During IEC, the sample from the column is eluted by flowing a buffer with an increasing salt concentration. The main challenge in IEC‐SAXS data deconvolution analysis is to take into account the changing background scattering from the buffer due to the salt gradient. Formally, the evolving background may violate the assumptions of the EFA method (the presence of nonoverlapping areas in the concentration contours of the components), but in practice, the extent of this violation depends on the degree of the gradient.

We first simulated IEC‐SAXS data from a BSA monomer–dimer mixture (the same as in Figure 1) and introduced a buffer gradient as an increasing constant term to the scattering data frames. We selected the case with a relatively high noise level (with photon counts 102) and tested two buffer gradients of 12 and 25% difference levels (the relative difference in buffer signal before and after the elution peak of the sample). In practice, the buffer gradient with 12% of difference level would correspond to the addition of 1.2 M of NaCl. As can be seen from Figure S10, EFAMIX can successfully decompose IEC‐SAXS data with the presence of 12% buffer gradient but starts to have difficulties at a 25% buffer gradient. In the latter case, only the dimeric component can be restored correctly, whereas the restored scattering curve from the monomeric species has a systematic deviation from the theoretical curve at higher angles. These results demonstrate that EFA can be applicable for IEC‐SAXS data sets with a moderate degree of gradient in the buffer scattering.

We have then applied the EFA to an experimental IEC‐SAXS data set obtained for the monoclonal antibody (mAb) IgG1 after papain digestion. Here, IgG1 is separated into the fragment crystallizable (Fc) domain, as well as the two identical fragment antigen‐binding (Fab) domains.
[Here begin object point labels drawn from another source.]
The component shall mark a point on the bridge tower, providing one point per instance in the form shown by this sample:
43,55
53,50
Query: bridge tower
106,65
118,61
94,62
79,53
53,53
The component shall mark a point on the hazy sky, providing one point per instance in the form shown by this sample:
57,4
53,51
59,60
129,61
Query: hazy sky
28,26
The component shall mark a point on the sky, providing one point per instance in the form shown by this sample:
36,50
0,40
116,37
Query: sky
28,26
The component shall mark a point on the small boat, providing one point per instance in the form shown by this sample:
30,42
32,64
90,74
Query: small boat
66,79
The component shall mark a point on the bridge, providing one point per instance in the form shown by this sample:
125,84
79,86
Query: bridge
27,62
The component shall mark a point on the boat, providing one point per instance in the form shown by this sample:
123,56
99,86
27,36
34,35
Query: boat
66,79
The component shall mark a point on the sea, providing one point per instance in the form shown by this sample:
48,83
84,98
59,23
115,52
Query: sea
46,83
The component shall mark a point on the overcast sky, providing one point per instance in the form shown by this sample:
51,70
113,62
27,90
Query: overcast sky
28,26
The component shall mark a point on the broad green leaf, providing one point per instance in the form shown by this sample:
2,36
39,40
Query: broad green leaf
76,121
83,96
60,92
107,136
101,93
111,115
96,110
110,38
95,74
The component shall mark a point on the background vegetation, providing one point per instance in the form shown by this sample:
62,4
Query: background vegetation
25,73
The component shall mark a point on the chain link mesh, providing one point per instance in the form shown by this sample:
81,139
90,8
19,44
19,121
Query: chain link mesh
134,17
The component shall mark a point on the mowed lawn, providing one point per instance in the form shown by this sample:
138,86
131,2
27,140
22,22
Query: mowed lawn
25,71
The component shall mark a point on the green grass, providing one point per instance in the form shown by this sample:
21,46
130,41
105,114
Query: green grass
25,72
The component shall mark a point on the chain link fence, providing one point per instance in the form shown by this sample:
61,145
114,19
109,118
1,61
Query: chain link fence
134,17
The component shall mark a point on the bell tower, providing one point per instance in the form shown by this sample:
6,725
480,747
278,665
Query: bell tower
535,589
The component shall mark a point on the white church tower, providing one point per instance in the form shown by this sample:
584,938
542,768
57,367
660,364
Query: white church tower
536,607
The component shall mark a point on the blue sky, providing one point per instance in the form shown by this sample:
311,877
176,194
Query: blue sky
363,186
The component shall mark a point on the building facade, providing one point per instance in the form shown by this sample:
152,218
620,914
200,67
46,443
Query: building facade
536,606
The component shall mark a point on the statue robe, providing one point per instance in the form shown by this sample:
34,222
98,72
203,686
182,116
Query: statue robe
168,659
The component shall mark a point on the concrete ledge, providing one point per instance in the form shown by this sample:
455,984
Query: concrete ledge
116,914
All these domains have molecular mass around 50 kDa and can therefore not be separated with SEC. However, due to the different surface charge, a separation through IEC is possible, whereby the Fc domain elutes before the Fab domain on a ProPac WCX‐10 column. This is a weak cation‐exchange column designed specifically for high‐resolution, high‐efficiency analysis of mAbs (Figure 6). The relative buffer difference (estimated as a ratio between the sample signal at the maximum of the elution peak minus the buffer background after elution peak to the sample signal minus the buffer background before the elution peak) is rather high (about 35%). We have therefore applied EFAMIX to extract separately the scattering curves from the Fc domain only (the first elution peak) and the Fab domain only (the second elution peak), and the result is presented in Figure 6. In each case, EFAMIX found a single significant component present in the system (the second component had a negligible intensity signal), and the restored scattering profiles from these components were compared to the curves obtained by manual subtraction in CHROMIXS using the buffer signals before and after the elution peak. The two results overlap with each other at lower angles, but the curves restored by EFAMIX differ from CHROMIXS results at higher angles. Interestingly, the crystallographic structures of Fc and Fab domains of IgG1 provide better fits to the EFAMIX curves. The EFAMIX decomposition appears therefore to be less influenced by artifacts of the buffer changing background while the manual data processing by CHROMIXS yields a more biased subtraction. This result indicates that EFAMIX can also be utilized on the IEC data with moderately varying background level.

FIGURE 6.

FIGURE 6

EFAMIX deconvolution of experimental IEC‐SAXS data from Fc and Fab domains of IgG1. From left to right, Column 1—the elution profile of IEC‐SAXS data (green) obtained by CHROMIXS (the first elution peak corresponds to the Fc domain of IgG1, and the second elution peak belongs to the Fab domain of IgG1). Column 2—Restored concentration profiles of the components (Row 1 corresponds to the first elution peak from the Fc domain of IgG1 and Row 2 to the second elution peak from the Fab domain of IgG1), the blue and red curves are individual components, and the green curve is the overall concentration profile. Column 3—Restored scattering profiles of the components (blue and red, respectively), the fits (brown curves) from the Fc and Fab domains of IgG1 crystallographic structure (1HZH.pdb), and the comparison with the curve obtained by manual subtraction in CHROMIXS (cyan) using the buffer signals before and after the elution peak. Column 4—Plots of the forward EFA (solid lines) and the backward EFA (circles) for which the notations and color schemes are the same as in Figure 1. EFA, evolving factor analysis; Fab, fragment antigen‐binding; Fc, fragment crystallizable; IEC‐SAXS, ion‐exchange chromatography–small‐angle X‐ray scattering

4. DISCUSSION AND CONCLUSIONS

EFA is a general method for the analysis of multiple data sets described by a systematic and evolving order of individual components. The technique involves no assumptions about the number of components, their shapes, or the separation between the components. EFA approach is of general value and was already successfully applied in analytical and solution chemistry, in particular for HPLC with photodiode array detection and ultraviolet spectrometry. The implementation of the method for the analysis of SEC‐SAXS data also showed its high potential and permitted not only to decompose the signals from oligomeric equilibrium protein mixtures 9 , 40 but also to characterize domain movements of an enzyme involved in allosteric activation. 8

It is known from the literature on chemometric separation of matrices for mixtures that the separation is unambiguous if there are nonoverlapping areas in the contours of the component spectra (which is not always the case with SAXS) or in the contours of the concentration profiles (the EFA principle relies on this). Chromatographic separation, as a minimum, provides nonoverlapping initial sections of the concentration curves, and this should be sufficient for a successful decomposition. The same is valid for the tailed sections of the concentration curves, but even in the case of their overlap, the full‐range profiles are employed as they contain useful information that improves the data set statistics.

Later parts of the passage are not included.